Just a week prior to Spitzer’s announcement, Associate Deputy Secretary of the Interior James Cason notified 35 tribes that new rules may sharply limit any approvals of off- reservation
casinos. The letter was similar to one that Cason sent in December to Pataki concerning his agency’s decision to sign off on the environmental aspect of the proposed Monticello casino, issuing a “finding of no significant impact.” But Cason essentially told the governor not to get too excited.
“Governor, please note that we share the concerns that many have expressed about the implications of off-reservation gaming,” he wrote.
Those are also the views of Cason’s boss, Secretary of the Interior Dirk Kempthorne, a former Idaho governor who has been steadfastly opposed to the practice. “I think he’s worried it’s a slippery slope,” said Steven Light, Rand’s co-director at the gaming institute, who counts 50 separate off-reservation proposals now pending. “If Kempthorne says yes to one, there’s a precedent set to sign off on others. Then he has to provide a rationale that the other 49 are different,” says Light.
There’s also a delicate little problem for the Bush administration in the form of Jack Abramoff. The notorious GOP lobbyist and con man hoodwinked casino-seeking tribes out of hundreds of thousands of dollars, something Republicans would rather not remind voters about. “The Abramoff scandal has pretty much colored how Congress and the administration look at this,” says Light.
Another big hurdle is an environmental lawsuit filed in February by the Natural Resources Defense Council and three local groups against the Interior Department. The suit charges that the agency violated its own rules by not compelling Empire and the Mohawks to carry out a full-scale environmental-impact study. The casino is a “massive project that would be out of scale and out of character” with the region, the suit charges, bringing some 6 million annual visitors to a tiny village with a current population of 6,300.
Empire Resorts has been working hard to counter the environmentalists’ claims.
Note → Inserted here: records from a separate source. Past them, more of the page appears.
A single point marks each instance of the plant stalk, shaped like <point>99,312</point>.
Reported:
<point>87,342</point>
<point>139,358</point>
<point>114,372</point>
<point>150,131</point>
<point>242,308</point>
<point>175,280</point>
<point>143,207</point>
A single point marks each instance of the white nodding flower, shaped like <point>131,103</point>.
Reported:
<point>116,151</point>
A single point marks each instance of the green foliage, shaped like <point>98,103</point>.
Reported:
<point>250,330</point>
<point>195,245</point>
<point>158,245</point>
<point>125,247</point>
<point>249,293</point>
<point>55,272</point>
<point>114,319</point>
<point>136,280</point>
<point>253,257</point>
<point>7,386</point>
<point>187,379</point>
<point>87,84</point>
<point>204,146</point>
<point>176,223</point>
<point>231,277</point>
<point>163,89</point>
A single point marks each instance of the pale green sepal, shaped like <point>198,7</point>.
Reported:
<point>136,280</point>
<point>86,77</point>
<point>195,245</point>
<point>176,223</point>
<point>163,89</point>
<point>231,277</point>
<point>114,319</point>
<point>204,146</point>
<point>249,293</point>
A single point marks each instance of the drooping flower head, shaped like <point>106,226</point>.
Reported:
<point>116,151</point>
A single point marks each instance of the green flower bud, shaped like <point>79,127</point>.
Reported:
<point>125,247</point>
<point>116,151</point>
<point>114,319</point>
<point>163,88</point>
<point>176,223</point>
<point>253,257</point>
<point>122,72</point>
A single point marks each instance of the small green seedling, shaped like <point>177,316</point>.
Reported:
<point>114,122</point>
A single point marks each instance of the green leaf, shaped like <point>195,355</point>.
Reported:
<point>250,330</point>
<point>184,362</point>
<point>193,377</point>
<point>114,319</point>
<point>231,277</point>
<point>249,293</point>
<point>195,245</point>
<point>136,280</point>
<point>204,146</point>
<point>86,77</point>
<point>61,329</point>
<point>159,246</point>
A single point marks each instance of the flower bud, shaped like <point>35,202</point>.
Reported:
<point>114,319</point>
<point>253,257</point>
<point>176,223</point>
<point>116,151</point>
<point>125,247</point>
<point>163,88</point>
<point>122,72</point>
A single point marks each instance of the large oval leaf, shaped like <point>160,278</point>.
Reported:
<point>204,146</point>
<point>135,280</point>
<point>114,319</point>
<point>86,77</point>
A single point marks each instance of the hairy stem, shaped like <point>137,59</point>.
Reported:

Recently the corporation announced that its proposed gambling structures would be the first “green” casino in the Northeast, constructed with “environmentally friendly systems.”
How confident is the company that it’s finally in the home stretch? The question was one of several put to Empire’s vice president for communications, Charles Degliomini. “Sure, let me get some information together and get back to you,” he said. But he didn’t. Degliomini, a longtime D’Amato associate and former co-worker and close friend of Charles Gargano, was not heard from again.